Dai Xi (戴熙 (Dài Xī, Tai Hsi)) (1801-1860) was a 19th-century Chinese painter and representative of the academic manner. His sobriquet was Chunshi (醇士) or 'Pure-Minded Scholar' and his pen name was Yu'an (榆庵) or 'Elm Retreat', among others.

==Biography==
Dai Xi was a native of Qiantang (钱塘) near the cultural center of Hangzhou, although he spent many years in Guangzhou. In 1832 he joined officialdom, becoming a member of the Hanlin Academy. He later became Vice Minister of the Ministry of War, although absenting himself later for illness.
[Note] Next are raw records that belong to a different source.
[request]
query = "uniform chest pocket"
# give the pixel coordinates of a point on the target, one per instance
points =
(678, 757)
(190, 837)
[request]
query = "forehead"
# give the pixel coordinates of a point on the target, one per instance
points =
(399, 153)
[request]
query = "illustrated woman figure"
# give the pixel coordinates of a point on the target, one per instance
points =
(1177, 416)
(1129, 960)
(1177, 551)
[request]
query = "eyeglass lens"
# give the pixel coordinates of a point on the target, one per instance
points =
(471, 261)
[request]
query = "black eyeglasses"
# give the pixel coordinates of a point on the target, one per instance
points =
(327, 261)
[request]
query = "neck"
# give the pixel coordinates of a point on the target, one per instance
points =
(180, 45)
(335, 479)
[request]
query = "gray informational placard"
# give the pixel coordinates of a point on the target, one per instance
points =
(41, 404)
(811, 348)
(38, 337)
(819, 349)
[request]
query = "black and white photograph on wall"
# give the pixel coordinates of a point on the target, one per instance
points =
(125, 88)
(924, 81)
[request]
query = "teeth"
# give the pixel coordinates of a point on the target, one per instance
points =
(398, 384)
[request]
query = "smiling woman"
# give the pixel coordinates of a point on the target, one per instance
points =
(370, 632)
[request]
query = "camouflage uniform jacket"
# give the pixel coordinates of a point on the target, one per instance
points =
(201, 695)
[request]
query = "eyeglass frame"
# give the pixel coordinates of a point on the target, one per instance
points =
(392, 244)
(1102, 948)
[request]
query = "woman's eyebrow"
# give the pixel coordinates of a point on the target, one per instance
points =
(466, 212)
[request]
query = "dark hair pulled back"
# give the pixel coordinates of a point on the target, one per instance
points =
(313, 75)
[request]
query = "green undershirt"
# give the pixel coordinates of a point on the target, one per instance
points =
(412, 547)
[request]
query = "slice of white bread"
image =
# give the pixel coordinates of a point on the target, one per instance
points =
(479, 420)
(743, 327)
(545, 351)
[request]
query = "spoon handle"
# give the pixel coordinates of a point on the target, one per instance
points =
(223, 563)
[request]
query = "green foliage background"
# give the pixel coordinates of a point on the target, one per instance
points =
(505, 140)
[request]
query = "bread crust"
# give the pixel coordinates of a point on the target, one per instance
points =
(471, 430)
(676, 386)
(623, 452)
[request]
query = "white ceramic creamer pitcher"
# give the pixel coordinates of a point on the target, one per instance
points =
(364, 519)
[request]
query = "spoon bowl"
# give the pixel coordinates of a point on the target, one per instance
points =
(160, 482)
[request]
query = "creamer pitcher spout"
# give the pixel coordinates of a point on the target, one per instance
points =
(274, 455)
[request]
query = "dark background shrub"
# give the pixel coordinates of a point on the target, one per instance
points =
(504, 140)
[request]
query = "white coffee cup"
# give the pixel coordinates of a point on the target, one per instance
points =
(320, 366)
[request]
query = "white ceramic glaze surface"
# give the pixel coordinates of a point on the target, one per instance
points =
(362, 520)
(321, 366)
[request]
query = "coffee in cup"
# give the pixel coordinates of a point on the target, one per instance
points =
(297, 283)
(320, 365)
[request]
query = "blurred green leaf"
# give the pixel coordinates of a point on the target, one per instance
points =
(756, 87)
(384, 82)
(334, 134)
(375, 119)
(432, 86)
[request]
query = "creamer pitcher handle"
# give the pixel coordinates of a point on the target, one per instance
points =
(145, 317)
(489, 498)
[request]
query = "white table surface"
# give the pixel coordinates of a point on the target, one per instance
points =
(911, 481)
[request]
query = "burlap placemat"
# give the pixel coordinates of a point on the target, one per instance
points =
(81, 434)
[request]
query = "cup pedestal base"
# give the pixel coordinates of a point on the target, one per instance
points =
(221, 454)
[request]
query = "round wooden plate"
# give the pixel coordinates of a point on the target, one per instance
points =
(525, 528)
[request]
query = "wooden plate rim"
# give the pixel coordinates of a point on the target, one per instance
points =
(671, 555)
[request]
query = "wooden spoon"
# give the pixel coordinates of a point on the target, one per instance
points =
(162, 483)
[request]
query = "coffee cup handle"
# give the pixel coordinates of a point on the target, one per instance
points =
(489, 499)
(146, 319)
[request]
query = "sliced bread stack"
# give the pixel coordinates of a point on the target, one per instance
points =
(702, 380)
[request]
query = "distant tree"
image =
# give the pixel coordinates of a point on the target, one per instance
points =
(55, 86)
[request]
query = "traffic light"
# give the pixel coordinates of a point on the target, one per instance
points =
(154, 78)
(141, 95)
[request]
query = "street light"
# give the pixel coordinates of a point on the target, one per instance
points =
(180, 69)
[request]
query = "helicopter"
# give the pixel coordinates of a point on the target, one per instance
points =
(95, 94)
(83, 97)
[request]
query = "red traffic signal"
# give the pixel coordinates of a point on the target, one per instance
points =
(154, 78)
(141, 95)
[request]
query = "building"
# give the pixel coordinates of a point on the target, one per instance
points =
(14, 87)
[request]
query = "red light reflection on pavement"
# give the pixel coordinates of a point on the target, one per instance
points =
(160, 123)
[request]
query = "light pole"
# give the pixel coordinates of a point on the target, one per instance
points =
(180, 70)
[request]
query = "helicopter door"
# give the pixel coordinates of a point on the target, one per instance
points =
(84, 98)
During the Taiping Rebellion Hangzhou was occupied by the rebels in 1860. Dai joined in the defense of the city and later committed suicide there by drowning himself in a pond. Dai was subsequently given the posthumous title Wenjie or 'Cultured and Moderate'. Dai Xi painted in the manner of the great academic master Wang Hui of the previous century, although Dai Xi was said to have exceeded the master in artistic elegance. His work is similar to that of his contemporary Tang Yifen; together they were referred to as Tang-Dai. Dai's works are usually landscapes. His works include a generous mixture of genre subjects such as plants and humans.

In 1920 and 1934, published collections of his paintings appeared in China. Dai was also an avid coin collector, publishing a three-volume (卷) work on the subject, Guchuan zonghua (古泉丛话).